Eles não eram poderosos nem tinham qualquer influência social, cultural ou econômica, mas a mensagem do evangelho, que levaram aos mais distantes rincões do mundo conhecido de então, teve um impacto tal que a História não pôde mais ser contada sem levar em consideração a presença decisiva de um certo carpinteiro nascido em Belém e morto em Jerusalém, que havia ressuscitado e animado seus discípulos a compartilharem o que haviam visto e ouvido. Aqui há mais um perigo de racionalização: imaginar que os discípulos decidiram começar a contar o calendário a partir de Jesus numa reunião qualquer em Jerusalém naqueles dias. Como o próprio evangelho relata (Atos 1:7), eles não estavam preocupados com tempos e estações, mas havia uma necessidade premente de levar as boas novas ao mundo, e eles não mediram riscos nem calcularam o preço dessa empreitada, apenas pregaram o evangelho e deixaram os resultados com Deus.

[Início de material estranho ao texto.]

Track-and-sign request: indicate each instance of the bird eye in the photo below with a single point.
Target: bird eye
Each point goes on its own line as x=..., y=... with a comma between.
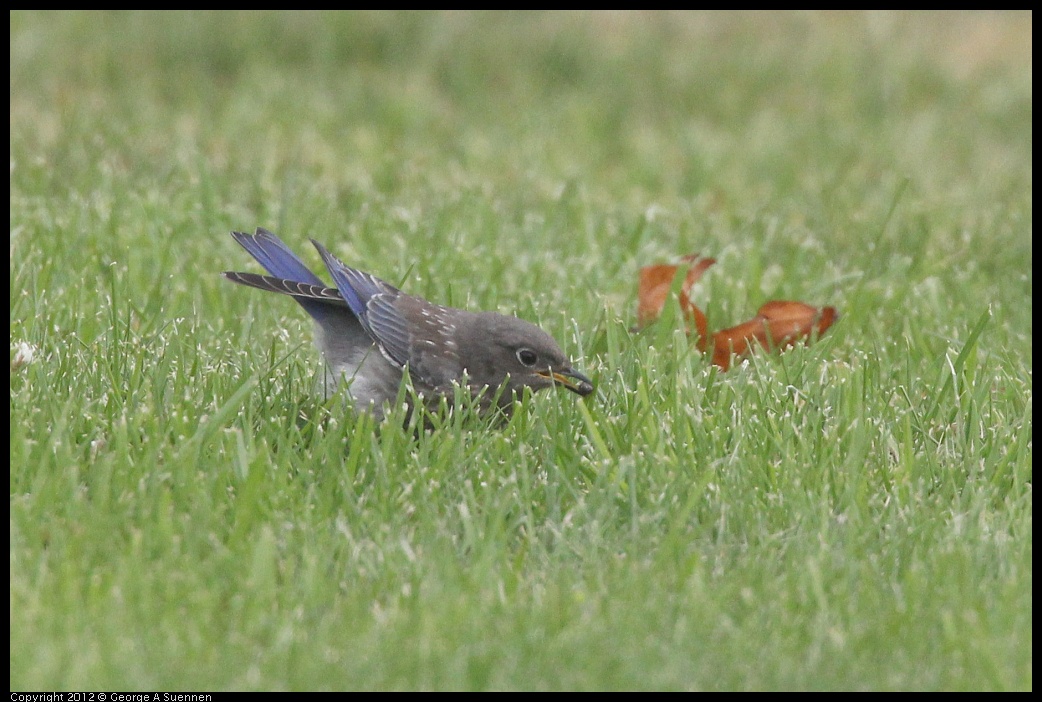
x=527, y=357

Nos três séculos seguintes, após muita perseguição, o cristianismo venceu o Império Romano, absorveu-o (ou foi absorvido por ele) e institucionalizou-se. Mais 3 séculos e a invocação de supremacia hierárquica pela Igreja Romana passou a prevalecer, inobstante a resistência da Igreja Oriental (hoje conhecida por “Ortodoxa”), até o cisma do ano 1.054, em que o Papa e o Patriarca de Constantinopla se excomungaram mutuamente. Muito da mensagem inicial do evangelho se havia perdido no meio de tantas intrigas e vaidades, mas o, digamos, “fio condutor” do cristianismo continuava lá, latente e presente na vida e no trabalho de muitos discípulos que preservaram a sua essência em meio ao caos eclesiástico.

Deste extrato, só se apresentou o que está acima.